Based on the average number, the continent's largest dealerships operate 56 stores. When using the median, the typical major dealership has 29 stores.
The average store rang up sales of $1.37 million during the past year, according to data from 46 companies that volunteered information. That number rose by 14 percent over the $1.2 million average of the past two years.
Tires represented 56 percent of sales, on average, in a range of 26 to 100 percent; 15 dealerships reported tires contribute less than 50 percent.
Automotive service was 35 percent, in a range of 0 to 66 percent of retail sales; on average, the leading dealerships derived 9 percent of their retail sales from other services, ranging from 0 to 65 percent.

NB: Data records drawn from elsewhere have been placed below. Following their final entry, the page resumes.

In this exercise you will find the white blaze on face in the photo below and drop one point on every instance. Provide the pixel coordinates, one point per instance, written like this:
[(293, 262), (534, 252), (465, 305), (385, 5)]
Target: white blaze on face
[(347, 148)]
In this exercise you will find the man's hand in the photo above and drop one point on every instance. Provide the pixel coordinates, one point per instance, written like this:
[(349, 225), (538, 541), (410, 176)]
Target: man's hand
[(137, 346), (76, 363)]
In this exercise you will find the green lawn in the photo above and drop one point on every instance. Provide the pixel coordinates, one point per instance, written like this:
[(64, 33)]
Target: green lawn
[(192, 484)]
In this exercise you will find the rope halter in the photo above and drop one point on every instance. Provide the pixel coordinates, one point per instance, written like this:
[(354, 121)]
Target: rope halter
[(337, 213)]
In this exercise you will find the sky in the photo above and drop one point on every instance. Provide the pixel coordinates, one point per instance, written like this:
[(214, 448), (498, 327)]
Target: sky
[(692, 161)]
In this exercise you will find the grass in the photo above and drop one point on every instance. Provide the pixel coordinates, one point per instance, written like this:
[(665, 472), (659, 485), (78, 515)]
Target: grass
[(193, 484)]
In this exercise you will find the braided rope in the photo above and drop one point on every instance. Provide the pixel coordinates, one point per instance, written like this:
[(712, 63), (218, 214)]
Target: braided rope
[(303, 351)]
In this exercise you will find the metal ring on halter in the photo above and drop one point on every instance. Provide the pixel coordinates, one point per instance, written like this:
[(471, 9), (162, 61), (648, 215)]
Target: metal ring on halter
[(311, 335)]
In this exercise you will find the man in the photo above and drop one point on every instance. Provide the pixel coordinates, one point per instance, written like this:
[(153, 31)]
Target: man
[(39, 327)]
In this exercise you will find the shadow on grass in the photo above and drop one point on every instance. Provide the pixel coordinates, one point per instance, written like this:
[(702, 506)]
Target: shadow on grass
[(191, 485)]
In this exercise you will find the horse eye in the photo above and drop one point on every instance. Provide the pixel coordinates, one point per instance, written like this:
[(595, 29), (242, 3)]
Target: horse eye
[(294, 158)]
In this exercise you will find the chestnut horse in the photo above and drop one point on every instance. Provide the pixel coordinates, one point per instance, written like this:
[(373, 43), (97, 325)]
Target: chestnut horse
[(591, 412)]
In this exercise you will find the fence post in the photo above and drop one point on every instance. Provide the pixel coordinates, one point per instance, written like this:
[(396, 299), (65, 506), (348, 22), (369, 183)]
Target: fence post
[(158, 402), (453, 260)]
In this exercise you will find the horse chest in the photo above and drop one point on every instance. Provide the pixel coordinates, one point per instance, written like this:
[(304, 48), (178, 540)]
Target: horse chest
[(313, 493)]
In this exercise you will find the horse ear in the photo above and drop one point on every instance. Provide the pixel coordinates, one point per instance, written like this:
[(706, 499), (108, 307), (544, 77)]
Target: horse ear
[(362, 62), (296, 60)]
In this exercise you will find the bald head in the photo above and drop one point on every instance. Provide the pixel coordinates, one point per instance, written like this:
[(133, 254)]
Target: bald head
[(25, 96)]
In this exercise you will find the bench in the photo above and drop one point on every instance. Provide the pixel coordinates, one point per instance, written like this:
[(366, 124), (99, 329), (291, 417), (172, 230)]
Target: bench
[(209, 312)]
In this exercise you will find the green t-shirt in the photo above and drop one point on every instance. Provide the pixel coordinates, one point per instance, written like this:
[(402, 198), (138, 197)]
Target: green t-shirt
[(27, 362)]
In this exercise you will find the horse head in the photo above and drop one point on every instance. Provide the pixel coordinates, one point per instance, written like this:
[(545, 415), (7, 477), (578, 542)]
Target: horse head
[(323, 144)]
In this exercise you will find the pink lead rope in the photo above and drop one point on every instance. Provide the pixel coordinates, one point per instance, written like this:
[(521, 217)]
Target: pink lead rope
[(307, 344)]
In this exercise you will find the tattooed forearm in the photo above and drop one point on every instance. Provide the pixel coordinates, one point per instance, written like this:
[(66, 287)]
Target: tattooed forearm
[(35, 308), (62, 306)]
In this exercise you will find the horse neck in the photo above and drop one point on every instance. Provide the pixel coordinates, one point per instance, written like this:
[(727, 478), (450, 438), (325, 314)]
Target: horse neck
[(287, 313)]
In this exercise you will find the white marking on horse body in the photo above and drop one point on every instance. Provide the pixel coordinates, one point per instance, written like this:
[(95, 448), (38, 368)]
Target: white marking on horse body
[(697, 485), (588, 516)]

The average store of those dealerships that responded to the TB survey had 11 employees, and those dealerships that offer automotive service operated an average of 7.5 service bays per store.
Several dealerships pointed out that they normally reserve as many as half their bays for tire mounting and related services only.
Automotive service continues to outperform tires and related service.
The average profit margin for auto service was 63.1 percent last year, twice the 31.5-percent margin for tires, according to the survey results. Profits from tires ranged from 20 to 49 percent, whereas the margin range for auto service stretched from 35 to 78 percent.
Of the companies that responded to a question about the types of auto service offered, 100 percent said they perform alignments and brake service, while 97 percent offer shock and strut service, and 88 percent do some form of oil and lube service. Among other service work:
* Air conditioning-72 percent;
* Exhaust-63 percent;
* Tune-ups-55 percent; and
* Transmissions-40 percent.
The dealerships profiled carried an average of 7.6 brands, in a range from one to 13. Of the brands carried, on average private brands made up only 1.4; imported ``offshore'' brands (Hankook, Kumho, or Toyo, for example) were less than one of the brands carried.